July 29, 2011

bowl of mixed emotions

Being back in MN has been a BIG bowl of mixed emotions. It's great seeing friends and family, hanging out, laughing, BUT I'm stressed with all the things we have to get down before Australia (seriously..nothing has gone right) and on top of that I have found out that I may have to say my final goodbyes to my grandma. I wasn't really prepared for that, I knew she wasn't doing well, but I wasn't ready for this.

If you have read my blog, you may know how much my grandma means to me. She is my everything, she is one of the few people that get me for exactly who I am. I love that when I tell her about our crazy adventures or silly stories she just says, " Well, that's Shoave." She never tells me I'm crazy or that I need to think about what I'm doing and get my priorities straight.  This is one of the many things I love about her! 


I grew up living only 5 miles from my grandparents, we were on the farm and they were in "town". * I actually grew up on the same farm my grandpa, and mom grew up on * Since my grandma lived in town, I stayed with them probably 1/4 of the year. During the school year I walked to school from their place, my grandma helped me practice for my spelling tests, and rollerbladed around in circles in the basement. Being at my grandmas also ment; swimming my days away, reading in bed together, eating popcorn and apples on Sunday nights, watching cable tv, and walking to Dairy Queen for snacks. 
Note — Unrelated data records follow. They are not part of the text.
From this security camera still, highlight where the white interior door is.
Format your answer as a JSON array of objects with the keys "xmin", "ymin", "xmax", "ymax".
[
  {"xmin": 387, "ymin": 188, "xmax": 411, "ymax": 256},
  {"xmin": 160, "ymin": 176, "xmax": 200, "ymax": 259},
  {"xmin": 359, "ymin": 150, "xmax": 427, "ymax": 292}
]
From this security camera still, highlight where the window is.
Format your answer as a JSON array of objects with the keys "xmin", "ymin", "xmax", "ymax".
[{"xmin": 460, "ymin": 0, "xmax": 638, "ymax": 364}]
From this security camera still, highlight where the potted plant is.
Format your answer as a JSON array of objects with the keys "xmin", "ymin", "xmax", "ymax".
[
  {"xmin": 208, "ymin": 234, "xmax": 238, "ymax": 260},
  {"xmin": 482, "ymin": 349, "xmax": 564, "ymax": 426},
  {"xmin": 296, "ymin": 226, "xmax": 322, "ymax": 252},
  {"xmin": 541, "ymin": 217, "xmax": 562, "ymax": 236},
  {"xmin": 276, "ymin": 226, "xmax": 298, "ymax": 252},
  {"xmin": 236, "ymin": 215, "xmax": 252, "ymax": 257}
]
This picture was taken just over a year ago, this was the last time I saw her. She wasn't her healthiest (she has been sick since my mom passed away 5 years ago) but she was doing good. I took her to her appointments and we went on car rides through the country taking about the past. This year she is at her worst. She is always tired, she sleeps most the day, doesn't have energy to get out of bed or eat. My sister has prepared me for this a bit, but I don't know if you can ever be to prepared. I keep finding more times that we can stop by and see her, I keep putting off having to face saying the final goodbye. I know that I will have my fingers (and toes) crossed while in Australia, that this in fact won't be my last goodbye. 

So keep your fingers and toes crossed with me and help me gain strength to say and do what I need to do.